If I do need some debugging and the simple stacktrace won’t do it I normally use CodeLite for IDE and graphical front end to the debugger.
[ What I want from my IDE ]
What would be really cool is to have a coding IDE that worked similar to Google docs. Every time a source code document is saved it keeps a revision of that. Working with git or mercurial would be just as normal. Small changes, commit often to local repository and when more finished you commit to your central repository of choice (github, bitbucket).
But for the small rollbacks why not have revision history built in? Just like you can browse the different versions of your file in Google docs why not have this for every save. Autosave, File -> Save, Ctrl+s: all would create another entry in the file history.
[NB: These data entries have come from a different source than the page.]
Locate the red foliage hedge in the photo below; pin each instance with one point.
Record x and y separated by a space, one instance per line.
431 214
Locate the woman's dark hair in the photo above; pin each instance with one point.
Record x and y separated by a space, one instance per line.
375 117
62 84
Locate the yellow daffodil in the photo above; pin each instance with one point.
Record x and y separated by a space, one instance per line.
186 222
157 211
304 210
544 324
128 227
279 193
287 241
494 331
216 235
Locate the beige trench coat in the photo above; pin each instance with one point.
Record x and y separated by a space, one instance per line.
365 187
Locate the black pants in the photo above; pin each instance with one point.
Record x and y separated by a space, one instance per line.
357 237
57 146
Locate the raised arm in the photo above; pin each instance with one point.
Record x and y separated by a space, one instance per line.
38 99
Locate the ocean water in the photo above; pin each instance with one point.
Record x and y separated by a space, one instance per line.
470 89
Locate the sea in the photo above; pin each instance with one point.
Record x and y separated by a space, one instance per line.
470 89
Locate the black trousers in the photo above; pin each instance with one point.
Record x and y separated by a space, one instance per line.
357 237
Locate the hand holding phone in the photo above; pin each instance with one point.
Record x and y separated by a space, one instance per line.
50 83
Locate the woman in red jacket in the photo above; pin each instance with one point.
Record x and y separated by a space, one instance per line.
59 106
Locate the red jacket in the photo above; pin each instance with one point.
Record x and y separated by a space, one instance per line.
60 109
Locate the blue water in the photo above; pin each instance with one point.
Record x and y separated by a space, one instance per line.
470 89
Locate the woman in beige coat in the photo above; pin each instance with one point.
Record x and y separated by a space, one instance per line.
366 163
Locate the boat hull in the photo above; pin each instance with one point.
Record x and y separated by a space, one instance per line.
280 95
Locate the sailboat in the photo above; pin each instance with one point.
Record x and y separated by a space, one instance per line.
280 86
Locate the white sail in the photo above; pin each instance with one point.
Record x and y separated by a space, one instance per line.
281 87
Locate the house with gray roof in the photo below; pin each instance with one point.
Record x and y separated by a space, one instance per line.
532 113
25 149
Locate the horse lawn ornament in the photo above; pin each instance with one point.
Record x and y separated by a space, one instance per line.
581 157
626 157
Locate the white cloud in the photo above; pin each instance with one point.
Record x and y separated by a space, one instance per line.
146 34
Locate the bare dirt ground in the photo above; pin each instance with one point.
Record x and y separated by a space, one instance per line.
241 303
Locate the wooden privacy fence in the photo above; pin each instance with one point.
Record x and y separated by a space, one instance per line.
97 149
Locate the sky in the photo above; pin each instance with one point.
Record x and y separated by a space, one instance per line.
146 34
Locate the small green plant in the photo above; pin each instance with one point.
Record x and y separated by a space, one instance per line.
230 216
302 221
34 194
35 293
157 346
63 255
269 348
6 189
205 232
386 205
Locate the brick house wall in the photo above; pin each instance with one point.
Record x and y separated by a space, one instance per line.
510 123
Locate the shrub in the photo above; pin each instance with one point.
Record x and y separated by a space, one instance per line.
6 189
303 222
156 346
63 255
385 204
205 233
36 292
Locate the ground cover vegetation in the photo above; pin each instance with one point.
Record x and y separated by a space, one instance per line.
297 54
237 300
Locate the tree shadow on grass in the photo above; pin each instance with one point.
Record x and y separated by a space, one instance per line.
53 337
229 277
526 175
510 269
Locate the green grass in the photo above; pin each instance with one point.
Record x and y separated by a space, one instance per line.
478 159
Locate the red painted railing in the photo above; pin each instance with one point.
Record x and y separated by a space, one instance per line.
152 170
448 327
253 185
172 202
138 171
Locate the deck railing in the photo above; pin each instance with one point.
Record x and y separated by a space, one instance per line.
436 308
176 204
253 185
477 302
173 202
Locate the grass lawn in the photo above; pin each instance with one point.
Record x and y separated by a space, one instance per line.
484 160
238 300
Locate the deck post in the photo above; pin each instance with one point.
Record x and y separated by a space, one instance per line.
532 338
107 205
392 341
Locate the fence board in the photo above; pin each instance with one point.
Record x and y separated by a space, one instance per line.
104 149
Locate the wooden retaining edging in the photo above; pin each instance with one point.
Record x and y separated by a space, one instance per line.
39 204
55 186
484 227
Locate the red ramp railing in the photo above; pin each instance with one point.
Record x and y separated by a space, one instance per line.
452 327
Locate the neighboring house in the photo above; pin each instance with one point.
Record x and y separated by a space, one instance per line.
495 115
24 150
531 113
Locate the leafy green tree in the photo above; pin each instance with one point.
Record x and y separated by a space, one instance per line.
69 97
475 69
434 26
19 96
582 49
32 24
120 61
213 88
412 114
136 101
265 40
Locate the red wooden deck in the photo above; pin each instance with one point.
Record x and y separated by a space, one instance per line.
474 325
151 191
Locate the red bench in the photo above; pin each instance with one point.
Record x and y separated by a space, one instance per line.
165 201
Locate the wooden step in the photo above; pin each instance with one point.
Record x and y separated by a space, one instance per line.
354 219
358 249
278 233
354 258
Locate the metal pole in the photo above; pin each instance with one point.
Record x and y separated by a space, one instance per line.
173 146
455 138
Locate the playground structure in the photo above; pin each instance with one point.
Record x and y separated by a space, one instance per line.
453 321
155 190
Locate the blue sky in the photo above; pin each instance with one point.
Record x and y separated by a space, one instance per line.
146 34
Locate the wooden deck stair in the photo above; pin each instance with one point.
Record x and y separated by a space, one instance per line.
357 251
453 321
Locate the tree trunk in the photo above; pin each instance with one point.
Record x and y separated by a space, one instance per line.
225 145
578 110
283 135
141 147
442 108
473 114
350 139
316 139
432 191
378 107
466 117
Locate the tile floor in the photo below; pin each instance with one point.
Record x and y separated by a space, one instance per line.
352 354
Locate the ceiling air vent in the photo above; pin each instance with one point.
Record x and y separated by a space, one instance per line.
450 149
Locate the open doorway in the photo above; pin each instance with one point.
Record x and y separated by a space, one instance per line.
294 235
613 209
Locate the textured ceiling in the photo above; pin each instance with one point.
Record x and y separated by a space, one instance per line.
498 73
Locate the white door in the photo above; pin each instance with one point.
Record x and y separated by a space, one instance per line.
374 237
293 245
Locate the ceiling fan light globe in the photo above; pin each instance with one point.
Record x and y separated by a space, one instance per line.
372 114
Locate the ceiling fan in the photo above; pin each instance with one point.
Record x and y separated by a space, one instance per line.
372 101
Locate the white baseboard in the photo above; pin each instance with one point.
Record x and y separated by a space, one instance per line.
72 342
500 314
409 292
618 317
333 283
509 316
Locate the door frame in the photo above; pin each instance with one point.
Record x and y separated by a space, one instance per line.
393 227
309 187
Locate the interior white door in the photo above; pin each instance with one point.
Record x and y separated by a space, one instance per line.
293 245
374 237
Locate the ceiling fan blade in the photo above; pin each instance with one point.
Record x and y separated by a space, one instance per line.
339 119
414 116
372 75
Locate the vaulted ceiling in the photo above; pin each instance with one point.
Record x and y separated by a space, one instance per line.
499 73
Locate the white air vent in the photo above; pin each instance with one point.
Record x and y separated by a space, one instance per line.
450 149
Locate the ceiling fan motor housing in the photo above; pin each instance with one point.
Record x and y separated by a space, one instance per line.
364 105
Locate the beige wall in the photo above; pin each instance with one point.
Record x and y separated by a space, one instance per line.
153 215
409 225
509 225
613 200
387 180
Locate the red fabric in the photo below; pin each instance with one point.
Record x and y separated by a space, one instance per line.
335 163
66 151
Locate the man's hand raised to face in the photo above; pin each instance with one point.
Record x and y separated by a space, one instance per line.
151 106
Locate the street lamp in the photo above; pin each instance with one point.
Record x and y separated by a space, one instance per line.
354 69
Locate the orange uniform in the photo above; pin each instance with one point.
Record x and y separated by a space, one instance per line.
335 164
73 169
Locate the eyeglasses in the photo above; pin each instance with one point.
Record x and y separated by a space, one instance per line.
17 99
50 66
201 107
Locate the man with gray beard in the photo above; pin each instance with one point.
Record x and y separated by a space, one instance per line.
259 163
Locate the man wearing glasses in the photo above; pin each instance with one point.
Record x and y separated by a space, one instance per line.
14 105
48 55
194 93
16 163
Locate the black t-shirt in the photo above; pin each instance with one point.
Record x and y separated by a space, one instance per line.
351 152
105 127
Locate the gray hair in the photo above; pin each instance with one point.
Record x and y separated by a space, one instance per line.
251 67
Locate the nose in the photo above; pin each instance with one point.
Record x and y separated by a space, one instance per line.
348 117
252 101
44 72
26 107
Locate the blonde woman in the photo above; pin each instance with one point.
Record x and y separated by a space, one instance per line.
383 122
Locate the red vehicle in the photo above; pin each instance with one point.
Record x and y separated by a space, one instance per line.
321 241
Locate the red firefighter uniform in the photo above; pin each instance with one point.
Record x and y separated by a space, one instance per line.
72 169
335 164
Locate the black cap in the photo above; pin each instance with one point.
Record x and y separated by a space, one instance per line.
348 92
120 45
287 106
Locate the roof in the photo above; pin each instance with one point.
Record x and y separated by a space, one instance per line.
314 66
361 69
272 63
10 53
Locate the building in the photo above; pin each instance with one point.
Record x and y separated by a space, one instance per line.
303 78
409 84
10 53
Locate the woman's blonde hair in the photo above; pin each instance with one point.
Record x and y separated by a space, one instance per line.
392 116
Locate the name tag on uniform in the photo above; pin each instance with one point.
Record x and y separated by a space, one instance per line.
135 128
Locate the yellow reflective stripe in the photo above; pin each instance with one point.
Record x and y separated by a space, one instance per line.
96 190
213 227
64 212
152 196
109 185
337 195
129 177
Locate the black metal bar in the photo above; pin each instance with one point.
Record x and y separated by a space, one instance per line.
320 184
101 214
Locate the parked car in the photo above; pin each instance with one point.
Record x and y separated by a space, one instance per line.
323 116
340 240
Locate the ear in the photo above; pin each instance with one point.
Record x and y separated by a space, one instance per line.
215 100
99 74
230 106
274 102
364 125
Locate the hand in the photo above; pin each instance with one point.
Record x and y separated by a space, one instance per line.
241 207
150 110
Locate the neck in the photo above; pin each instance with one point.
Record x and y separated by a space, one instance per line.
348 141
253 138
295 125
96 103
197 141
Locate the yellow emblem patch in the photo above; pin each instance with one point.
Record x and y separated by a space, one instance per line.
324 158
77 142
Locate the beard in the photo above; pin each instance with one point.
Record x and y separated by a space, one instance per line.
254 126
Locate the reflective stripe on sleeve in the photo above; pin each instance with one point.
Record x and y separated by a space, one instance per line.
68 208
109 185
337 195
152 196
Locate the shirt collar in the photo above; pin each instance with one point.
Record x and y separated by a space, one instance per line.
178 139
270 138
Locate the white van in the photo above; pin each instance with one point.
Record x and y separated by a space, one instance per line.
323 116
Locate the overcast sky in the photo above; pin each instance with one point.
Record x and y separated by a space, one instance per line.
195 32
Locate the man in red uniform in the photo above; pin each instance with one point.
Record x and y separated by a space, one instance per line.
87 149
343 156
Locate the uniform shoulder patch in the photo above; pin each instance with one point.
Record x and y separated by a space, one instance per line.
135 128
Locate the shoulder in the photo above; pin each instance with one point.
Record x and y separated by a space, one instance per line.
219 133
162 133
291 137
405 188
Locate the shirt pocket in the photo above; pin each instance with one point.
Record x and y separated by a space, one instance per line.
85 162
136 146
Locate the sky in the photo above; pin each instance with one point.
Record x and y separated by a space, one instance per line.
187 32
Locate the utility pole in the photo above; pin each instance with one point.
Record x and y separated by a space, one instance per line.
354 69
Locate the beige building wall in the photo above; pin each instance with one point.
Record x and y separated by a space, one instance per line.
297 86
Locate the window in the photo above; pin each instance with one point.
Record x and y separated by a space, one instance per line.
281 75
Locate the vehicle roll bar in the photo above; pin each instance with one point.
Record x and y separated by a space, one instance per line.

Having a cloud solution of this IDE would be ideal of course but an app version of it like SourceKit could be even better, especially if the internet connection comes and go (commuting on train anyone?). Unfortunately so far SourceKit does not work offline and so it must have online connection at all times since it is powered directly by Dropbox and not first locally and then to Dropbox.
For now my own combo utilizing SourceKit is my number one “IDE” but maybe my offline/online cloud-and-app powered revision IDE is out there already? If not I am sure it will be soon.